If TORQUE was unable to start the job, this field will contain a negative number produced by the pbs_mom.
Otherwise, if the job script was successfully started, the value in this field will be the return value of the script.

1.2.1 TORQUE Supplied Exit Codes

Name Value Description
JOB_EXEC_OK 0 job exec successful
JOB_EXEC_FAIL1 -1 job exec failed, before files, no retry
JOB_EXEC_FAIL2 -2 job exec failed, after files, no retry
JOB_EXEC_RETRY -3 job execution failed, do retry
JOB_EXEC_INITABT -4 job aborted on MOM initialization
JOB_EXEC_INITRST -5 job aborted on MOM init, chkpt, no migrate
JOB_EXEC_INITRMG -6 job aborted on MOM init, chkpt, ok migrate
JOB_EXEC_BADRESRT -7 job restart failed
JOB_EXEC_CMDFAIL -8 exec() of user command failed

2 Slurm Resource Manager

The Slurm Resource and Workload Manager (formerly known as Simple Linux Utility for Resource Management (see: SLURM)) is a free and open-source job scheduler.

2.1 Batch Job (Slurm) Variables : bwUniCluster

Since the work load manager MOAB on bwUniCluster uses the resource manager Slurm, the following environment variables of Slurm are added to your environment once your job has started (only an excerpt of the most important ones).

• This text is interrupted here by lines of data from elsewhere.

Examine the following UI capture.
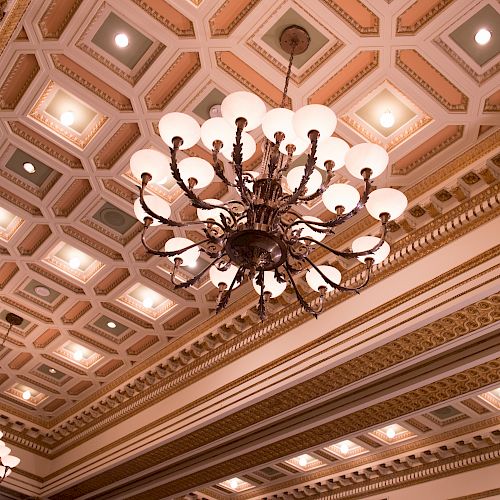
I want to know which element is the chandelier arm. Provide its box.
[284,262,318,318]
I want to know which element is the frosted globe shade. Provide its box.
[196,198,229,222]
[221,132,257,161]
[221,91,266,131]
[286,167,323,195]
[158,111,201,149]
[165,238,200,266]
[209,264,240,290]
[322,183,360,213]
[252,271,286,298]
[201,116,235,151]
[134,194,171,226]
[316,137,349,170]
[262,108,295,143]
[306,266,342,292]
[2,455,21,468]
[178,156,215,189]
[130,149,170,184]
[352,236,391,264]
[294,215,326,241]
[293,104,337,140]
[345,142,389,179]
[365,188,408,220]
[280,135,311,156]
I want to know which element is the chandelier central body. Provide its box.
[130,26,406,318]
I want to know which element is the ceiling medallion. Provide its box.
[130,26,407,319]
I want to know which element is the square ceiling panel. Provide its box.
[449,5,500,66]
[29,81,107,149]
[92,12,153,69]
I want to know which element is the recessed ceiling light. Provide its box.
[73,349,83,361]
[386,427,396,439]
[142,297,153,309]
[23,161,36,174]
[60,111,75,127]
[379,109,396,128]
[115,33,128,49]
[474,28,491,45]
[33,286,50,297]
[69,257,80,269]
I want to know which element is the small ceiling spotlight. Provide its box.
[73,349,83,361]
[60,111,75,127]
[23,161,36,174]
[115,33,128,49]
[378,109,396,128]
[474,28,491,45]
[69,257,80,269]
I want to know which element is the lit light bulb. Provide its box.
[115,33,128,49]
[378,109,396,128]
[23,161,36,174]
[60,111,75,127]
[474,28,491,45]
[69,257,80,269]
[386,427,396,439]
[142,297,153,309]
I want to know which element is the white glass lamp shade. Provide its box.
[293,104,337,140]
[316,137,349,170]
[322,184,360,213]
[158,111,201,149]
[209,264,240,290]
[221,91,266,131]
[280,135,311,156]
[221,132,257,161]
[2,455,21,468]
[165,238,200,266]
[201,116,235,151]
[286,167,323,195]
[262,108,295,142]
[345,142,389,179]
[352,236,391,264]
[134,194,171,226]
[295,215,326,241]
[252,271,286,298]
[130,149,170,184]
[306,266,342,292]
[366,188,408,219]
[179,156,215,189]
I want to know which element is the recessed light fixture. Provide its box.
[474,28,491,45]
[115,33,128,49]
[142,297,153,309]
[378,109,396,128]
[73,349,83,361]
[69,257,80,269]
[60,111,75,127]
[23,161,36,174]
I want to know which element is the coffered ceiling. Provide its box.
[0,0,500,499]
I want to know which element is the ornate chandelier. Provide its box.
[130,26,407,319]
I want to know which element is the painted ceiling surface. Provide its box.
[0,0,500,500]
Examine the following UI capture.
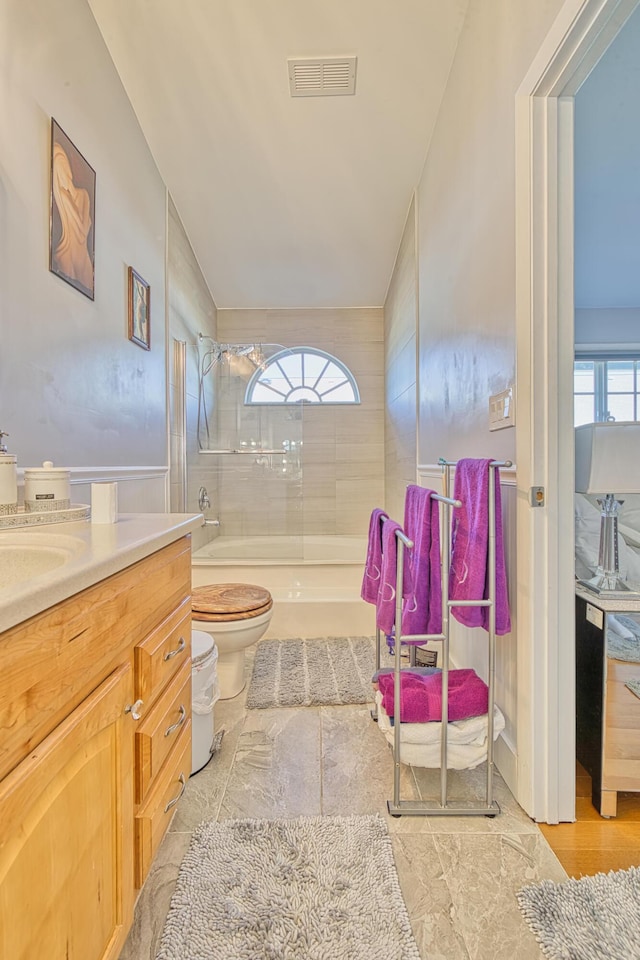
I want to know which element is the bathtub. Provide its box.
[192,536,375,639]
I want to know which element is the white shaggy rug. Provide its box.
[247,637,375,708]
[518,867,640,960]
[157,816,420,960]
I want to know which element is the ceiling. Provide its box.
[88,0,467,308]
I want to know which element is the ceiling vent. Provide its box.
[287,57,358,97]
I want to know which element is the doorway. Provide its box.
[516,0,639,823]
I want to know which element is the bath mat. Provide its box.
[517,867,640,960]
[157,815,420,960]
[247,637,375,708]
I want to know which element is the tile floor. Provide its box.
[120,658,566,960]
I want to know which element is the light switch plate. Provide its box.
[489,384,516,430]
[587,603,604,630]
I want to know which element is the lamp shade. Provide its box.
[575,421,640,494]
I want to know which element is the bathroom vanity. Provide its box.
[0,515,201,960]
[576,586,640,817]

Environment Brief explanation
SLURM_JOB_CPUS_PER_NODE Number of processes per node dedicated to the job
SLURM_JOB_NODELIST List of nodes dedicated to the job
SLURM_JOB_NUM_NODES Number of nodes dedicated to the job
SLURM_MEM_PER_NODE Memory per node dedicated to the job
SLURM_NPROCS Total number of processes dedicated to the job
SLURM_CLUSTER_NAME Name of the cluster executing the job
SLURM_CPUS_PER_TASK Number of CPUs requested per task
SLURM_JOB_ACCOUNT Account name
SLURM_JOB_ID Job ID
SLURM_JOB_NAME Job Name
SLURM_JOB_PARTITION Partition/queue running the job
SLURM_JOB_UID User ID of the job's owner
SLURM_SUBMIT_DIR Job submit folder. The directory from which msub was invoked.
SLURM_JOB_USER User name of the job's owner
SLURM_RESTART_COUNT Number of times job has restarted
SLURM_PROCID Task ID (MPI rank)
SLURM_NTASKS The total number of tasks available for the job
SLURM_STEP_ID Job step ID
SLURM_STEP_NUM_TASKS Task count (number of PI ranks)

See also:

2.2 Job Exit Codes

A job's exit code (aka exit status, return code and completion code) is captured by SLURM and saved as part of the job record.
Any non-zero exit code will be assumed to be a job failure and will result in a Job State of FAILED with a reason of "NonZeroExitCode".
The exit code is an 8 bit unsigned number ranging between 0 and 255. While it is possible for a job to return a negative exit code, SLURM will display it as an unsigned value in the 0 - 255 range.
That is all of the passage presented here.